Posted on 6th June 2022 at 11:13
A recent case highlights the need to carefully consider your actions before you decide to give up your family home to a Trust in your lifetime. You may know someone or have already decided to do this to protect your main asset for your loved ones.
Serious consideration must be given before you decide.
Trusts can be an amazing tool, when used in the right context, but it’s not right for everyone. Your individual circumstances must be considered as one size doesn’t fit all.
In this instance the couple were advised to create an asset protection Trust, with the sole intention of avoiding care home fees. The couple were concerned their home would be taken to fund it leaving the other homeless.
They appointed their sons as Trustees, effectively giving up the ownership to the Trust.
The Trust was created in 2020. It was only during this process they realised the property was in the sole name of the Husband. In 2021 HMRC contacted the Husband and presented him with a huge tax bill. The property being in the client’s sole name means the transfer to the Trust triggered an IHT liability as the property exceeded £325,000 nil rate band at the time the Trust was created.
Assets put in Trust are subjected to 50% of the current IHT threshold (40%) when the value exceed £325,000 which is payable immediately on creation of the Trust. Every 10 years there is also an anniversary charge and when the Trust end a further 20% IHT is payable. This could have been easily avoided!
The clients could have considered the alternatives allowing them to make an informed decision.

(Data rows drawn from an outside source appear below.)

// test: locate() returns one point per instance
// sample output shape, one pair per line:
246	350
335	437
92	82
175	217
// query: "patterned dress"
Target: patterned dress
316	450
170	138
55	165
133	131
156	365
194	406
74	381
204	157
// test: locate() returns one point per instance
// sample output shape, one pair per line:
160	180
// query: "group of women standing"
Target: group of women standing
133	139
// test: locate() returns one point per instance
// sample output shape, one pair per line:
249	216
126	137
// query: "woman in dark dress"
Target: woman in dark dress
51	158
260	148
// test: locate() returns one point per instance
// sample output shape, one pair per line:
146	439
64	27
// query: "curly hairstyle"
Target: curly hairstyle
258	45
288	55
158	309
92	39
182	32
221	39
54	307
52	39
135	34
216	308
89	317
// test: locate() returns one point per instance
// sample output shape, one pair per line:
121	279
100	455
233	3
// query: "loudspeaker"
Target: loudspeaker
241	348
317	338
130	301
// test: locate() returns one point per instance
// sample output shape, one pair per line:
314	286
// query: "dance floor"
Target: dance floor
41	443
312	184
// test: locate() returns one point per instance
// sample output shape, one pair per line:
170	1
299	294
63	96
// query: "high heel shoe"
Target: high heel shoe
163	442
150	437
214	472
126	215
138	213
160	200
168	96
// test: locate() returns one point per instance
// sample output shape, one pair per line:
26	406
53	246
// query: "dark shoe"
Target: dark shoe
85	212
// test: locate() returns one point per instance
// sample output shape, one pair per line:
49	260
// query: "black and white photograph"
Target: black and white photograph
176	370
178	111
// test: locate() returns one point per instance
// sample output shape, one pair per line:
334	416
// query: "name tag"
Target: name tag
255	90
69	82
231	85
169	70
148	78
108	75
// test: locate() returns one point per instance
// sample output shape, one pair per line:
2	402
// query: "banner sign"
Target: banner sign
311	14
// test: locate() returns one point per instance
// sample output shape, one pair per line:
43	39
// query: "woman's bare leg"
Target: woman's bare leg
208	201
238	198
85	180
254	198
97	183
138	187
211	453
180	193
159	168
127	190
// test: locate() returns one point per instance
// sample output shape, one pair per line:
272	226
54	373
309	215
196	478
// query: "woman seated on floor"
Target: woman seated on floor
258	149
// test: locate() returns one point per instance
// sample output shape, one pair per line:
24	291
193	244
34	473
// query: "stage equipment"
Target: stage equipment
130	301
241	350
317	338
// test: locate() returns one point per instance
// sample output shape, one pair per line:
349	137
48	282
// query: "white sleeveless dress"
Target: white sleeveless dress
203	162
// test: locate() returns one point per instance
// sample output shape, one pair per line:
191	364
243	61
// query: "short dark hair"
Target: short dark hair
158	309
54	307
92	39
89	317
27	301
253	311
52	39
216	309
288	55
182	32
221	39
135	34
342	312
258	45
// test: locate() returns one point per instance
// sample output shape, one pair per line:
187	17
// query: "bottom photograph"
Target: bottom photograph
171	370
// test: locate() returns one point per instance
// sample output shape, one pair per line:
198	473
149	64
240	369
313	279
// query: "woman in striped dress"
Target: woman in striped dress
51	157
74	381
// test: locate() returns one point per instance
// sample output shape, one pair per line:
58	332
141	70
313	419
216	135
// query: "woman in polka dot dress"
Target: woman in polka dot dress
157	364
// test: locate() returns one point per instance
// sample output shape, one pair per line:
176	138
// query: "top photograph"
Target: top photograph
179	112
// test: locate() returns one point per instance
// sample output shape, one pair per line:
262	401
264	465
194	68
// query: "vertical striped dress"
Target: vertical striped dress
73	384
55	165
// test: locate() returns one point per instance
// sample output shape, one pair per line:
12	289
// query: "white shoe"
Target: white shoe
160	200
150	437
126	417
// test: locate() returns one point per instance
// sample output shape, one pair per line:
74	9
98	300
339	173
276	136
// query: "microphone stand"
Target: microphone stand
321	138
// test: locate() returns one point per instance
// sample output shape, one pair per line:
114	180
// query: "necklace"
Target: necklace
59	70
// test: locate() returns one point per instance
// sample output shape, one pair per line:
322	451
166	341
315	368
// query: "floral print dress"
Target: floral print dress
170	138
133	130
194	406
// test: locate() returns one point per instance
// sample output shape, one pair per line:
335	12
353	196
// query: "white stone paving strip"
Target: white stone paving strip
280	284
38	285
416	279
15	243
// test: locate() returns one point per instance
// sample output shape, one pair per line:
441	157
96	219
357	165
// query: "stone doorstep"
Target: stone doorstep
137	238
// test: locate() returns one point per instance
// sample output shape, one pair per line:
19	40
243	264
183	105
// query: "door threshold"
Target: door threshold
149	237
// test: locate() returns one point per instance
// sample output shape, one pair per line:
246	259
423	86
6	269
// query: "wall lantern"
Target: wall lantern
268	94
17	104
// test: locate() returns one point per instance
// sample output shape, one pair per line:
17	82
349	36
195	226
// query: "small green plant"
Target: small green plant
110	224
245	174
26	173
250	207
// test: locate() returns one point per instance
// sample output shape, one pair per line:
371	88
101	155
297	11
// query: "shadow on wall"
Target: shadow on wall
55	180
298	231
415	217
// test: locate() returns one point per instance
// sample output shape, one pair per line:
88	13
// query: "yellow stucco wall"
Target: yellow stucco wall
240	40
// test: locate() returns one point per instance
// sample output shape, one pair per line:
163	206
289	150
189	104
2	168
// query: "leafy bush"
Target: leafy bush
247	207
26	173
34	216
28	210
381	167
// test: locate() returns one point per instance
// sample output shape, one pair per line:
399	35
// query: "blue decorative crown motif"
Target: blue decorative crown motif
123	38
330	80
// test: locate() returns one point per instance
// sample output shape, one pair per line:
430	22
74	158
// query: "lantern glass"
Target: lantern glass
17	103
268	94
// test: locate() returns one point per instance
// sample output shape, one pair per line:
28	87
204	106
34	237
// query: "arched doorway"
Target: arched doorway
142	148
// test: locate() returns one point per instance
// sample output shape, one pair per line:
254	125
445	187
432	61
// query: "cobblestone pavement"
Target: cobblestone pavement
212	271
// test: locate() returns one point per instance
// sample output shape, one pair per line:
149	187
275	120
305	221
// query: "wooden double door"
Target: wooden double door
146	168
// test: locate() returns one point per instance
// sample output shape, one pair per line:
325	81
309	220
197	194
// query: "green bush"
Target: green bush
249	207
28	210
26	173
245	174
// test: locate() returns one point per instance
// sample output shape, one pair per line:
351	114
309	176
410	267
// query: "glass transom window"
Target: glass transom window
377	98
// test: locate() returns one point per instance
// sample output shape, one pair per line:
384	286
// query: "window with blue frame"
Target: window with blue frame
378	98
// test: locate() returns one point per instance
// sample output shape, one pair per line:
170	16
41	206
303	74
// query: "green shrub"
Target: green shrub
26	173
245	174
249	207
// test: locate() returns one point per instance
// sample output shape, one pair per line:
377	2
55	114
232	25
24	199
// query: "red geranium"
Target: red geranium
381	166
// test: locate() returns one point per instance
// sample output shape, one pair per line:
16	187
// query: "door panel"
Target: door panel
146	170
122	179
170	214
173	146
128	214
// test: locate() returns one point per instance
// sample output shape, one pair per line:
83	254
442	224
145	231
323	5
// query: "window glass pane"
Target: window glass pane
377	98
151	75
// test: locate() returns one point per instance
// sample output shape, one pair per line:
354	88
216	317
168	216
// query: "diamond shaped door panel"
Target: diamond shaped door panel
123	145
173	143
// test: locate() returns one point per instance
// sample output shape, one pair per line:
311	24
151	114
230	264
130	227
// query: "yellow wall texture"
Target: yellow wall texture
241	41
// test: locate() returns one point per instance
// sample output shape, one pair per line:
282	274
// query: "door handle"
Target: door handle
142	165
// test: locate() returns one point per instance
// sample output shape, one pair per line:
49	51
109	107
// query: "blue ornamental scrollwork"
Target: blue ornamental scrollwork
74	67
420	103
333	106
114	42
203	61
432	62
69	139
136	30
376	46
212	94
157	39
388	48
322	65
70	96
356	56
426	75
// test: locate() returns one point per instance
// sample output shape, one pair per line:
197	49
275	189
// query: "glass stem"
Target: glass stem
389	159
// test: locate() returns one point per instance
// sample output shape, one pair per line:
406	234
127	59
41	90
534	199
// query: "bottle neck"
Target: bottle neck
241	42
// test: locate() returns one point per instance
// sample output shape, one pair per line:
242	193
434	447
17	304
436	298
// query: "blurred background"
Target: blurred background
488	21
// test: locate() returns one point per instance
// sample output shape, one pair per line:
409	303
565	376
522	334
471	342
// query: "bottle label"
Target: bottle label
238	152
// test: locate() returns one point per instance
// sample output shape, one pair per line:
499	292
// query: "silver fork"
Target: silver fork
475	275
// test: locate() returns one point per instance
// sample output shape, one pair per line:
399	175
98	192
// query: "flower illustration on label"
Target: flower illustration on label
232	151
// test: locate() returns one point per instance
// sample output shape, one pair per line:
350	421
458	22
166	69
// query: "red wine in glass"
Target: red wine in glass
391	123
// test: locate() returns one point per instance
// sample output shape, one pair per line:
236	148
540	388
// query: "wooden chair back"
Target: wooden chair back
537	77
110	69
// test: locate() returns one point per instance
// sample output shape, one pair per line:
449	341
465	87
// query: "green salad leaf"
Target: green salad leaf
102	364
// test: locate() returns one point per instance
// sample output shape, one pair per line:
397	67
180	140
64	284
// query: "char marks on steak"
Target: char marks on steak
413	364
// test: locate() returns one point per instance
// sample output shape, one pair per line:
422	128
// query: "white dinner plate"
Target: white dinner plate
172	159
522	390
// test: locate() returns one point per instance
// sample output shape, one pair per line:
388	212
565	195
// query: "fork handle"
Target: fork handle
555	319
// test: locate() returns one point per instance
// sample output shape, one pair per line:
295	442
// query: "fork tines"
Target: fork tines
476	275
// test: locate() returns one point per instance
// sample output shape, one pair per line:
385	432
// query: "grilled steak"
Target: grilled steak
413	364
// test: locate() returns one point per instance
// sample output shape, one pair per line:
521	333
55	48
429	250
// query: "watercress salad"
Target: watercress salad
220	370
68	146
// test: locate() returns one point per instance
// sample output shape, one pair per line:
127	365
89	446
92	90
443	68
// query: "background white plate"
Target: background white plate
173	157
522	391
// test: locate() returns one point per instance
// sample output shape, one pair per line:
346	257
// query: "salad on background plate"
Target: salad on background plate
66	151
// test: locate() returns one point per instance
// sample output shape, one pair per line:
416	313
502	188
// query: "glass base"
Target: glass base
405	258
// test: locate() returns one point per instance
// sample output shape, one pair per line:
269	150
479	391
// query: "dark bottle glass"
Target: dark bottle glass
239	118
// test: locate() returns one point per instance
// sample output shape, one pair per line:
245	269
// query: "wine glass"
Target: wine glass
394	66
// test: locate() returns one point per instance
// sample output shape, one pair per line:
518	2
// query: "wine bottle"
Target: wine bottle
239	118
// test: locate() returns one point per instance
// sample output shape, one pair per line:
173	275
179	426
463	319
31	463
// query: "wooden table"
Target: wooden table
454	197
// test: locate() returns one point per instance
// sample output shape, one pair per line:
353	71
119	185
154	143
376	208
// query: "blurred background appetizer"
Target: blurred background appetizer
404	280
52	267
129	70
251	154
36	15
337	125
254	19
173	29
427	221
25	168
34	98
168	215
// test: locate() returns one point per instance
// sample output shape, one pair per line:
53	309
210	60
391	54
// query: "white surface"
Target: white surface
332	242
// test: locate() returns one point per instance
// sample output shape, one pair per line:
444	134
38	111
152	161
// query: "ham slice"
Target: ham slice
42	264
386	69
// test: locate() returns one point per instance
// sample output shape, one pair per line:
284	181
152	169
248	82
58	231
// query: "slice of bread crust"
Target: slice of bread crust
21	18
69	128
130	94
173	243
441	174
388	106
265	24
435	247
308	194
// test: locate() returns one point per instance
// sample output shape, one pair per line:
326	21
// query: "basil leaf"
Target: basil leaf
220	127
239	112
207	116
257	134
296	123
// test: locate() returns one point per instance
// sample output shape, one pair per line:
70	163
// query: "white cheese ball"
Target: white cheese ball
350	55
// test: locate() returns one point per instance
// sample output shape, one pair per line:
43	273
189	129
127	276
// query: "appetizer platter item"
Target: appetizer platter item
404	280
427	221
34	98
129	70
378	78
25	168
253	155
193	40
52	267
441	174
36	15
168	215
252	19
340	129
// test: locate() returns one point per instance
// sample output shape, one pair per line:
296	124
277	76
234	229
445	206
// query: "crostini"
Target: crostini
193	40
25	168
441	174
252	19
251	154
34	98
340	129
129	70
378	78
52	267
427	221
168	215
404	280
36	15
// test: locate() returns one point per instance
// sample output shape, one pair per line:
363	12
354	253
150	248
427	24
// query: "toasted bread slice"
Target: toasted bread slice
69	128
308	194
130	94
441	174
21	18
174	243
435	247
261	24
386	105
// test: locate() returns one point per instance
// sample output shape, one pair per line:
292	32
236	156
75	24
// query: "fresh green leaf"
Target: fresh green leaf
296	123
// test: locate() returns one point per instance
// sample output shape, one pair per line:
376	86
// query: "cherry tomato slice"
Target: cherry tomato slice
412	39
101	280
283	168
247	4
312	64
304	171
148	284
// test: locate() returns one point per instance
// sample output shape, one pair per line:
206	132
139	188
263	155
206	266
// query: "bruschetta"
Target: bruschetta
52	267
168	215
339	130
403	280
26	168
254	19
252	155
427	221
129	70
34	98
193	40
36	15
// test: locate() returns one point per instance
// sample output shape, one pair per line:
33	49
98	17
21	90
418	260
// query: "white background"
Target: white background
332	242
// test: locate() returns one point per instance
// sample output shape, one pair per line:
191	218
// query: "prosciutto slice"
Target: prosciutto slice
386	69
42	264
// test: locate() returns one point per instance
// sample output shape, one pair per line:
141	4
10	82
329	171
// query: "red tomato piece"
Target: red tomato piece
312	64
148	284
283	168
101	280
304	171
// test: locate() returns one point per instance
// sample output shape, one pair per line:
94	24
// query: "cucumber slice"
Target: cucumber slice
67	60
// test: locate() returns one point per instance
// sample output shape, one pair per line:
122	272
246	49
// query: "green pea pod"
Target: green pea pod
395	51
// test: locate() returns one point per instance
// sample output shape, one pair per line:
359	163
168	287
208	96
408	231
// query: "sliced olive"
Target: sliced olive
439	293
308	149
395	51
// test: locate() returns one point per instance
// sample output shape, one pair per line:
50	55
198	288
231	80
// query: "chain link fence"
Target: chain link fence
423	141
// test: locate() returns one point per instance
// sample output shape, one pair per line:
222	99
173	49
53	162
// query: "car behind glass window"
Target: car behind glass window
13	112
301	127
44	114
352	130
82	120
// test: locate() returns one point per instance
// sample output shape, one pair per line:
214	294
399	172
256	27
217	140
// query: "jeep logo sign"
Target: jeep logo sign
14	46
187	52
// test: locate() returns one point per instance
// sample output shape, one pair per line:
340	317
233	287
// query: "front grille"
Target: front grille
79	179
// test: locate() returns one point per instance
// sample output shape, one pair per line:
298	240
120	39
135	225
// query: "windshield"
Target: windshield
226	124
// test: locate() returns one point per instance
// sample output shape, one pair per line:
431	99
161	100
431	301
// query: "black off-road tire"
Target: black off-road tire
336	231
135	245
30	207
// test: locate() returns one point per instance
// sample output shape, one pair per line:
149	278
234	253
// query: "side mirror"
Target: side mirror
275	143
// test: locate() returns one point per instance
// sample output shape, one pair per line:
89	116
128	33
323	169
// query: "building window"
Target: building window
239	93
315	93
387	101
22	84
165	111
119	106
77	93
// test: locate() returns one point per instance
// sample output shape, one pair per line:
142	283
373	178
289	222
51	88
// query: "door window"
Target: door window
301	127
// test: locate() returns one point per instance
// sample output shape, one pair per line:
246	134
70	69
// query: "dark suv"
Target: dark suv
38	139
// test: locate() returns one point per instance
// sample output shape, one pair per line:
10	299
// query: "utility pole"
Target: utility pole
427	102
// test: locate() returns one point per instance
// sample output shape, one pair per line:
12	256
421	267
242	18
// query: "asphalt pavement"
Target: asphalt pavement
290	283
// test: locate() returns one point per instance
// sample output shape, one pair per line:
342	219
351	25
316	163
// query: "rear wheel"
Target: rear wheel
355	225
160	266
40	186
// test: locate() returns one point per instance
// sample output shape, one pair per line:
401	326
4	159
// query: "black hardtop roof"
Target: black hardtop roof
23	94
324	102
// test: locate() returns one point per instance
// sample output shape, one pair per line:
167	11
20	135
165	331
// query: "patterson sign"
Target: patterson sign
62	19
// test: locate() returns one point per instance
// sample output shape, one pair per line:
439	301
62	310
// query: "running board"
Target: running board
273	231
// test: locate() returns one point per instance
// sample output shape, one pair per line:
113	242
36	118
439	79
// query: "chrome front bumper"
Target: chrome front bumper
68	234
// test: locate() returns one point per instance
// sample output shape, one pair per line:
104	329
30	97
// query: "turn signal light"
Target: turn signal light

A married couple could consider putting the property into both names as joint tenants or as tenants in common meaning the first person in the relationship needing care would not have the house taken into consideration whilst the other remains living there.
The creation of a Will can also provide a level of protection if a Protective Property Trust is considered. In this case the Trust is only created on first death. (The property needs to be owned by 2 people for this).
Further restrictions for this couple means it’s almost impossible to raise money on their property through re-mortgage or equity release as no known lenders will lend to a Trust.
Should the couple wish to move they will need to seek the approval of the Trustees.
Should the couple require care in the future, the stated reason for the Trust was to avoid care home fees which is a ‘deliberate depravation of assets’ and would allow the respective councils to challenge the Trust.